In twelve-step programs, the first step to sobriety is to admit you are powerless against your addiction. Once I did so, I finally got sober, and life changed dramatically. I went from gloom to color. Beauty burst around me. The sky gleamed clear blue. I actually cried when an arsonist set a local school on fire. Life was now so vivid, the craving for alcohol diminished and gradually died.
When I was a practicing sinner, I couldn’t bring myself to admit it. I knew I had a problem, but I didn’t want to stop doing my own thing. Finally, the day came when I saw myself for what I was: a rebel against God who wouldn’t make it to heaven if I didn’t repent of my sins.
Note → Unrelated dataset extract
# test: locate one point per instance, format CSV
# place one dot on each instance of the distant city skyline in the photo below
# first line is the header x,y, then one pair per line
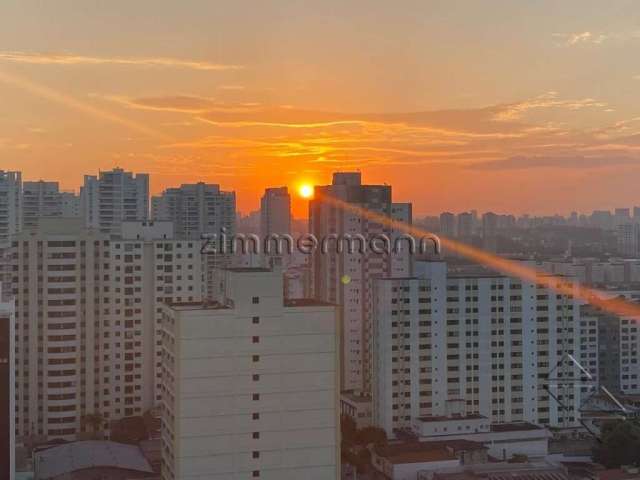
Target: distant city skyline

Prior to this, I often went to church. Since I was raised in church, I had no objections to it. What I objected to was fanaticism. I didn’t want to be like those churchy people. Yet they said things that baffled me. They seemed to care what God thought of them. They talked about their love for God and His for them. But I just didn’t get it. I’d never experienced that for myself, yet I’d been told all my life that I was a Christian because I’d prayed the “right” prayer as a child. And I certainly didn’t disbelieve the message. I simply didn’t care that much.
But once I admitted I was a sinner separated from God, and repented of my rebellion against him, life changed dramatically. I went from darkness to light, death to life. A new warmth filled my heart. God’s presence was all around me. I now cared what God thought of me.
Thus, in both sobriety and salvation, I found out the hard way that going through the motions doesn’t count.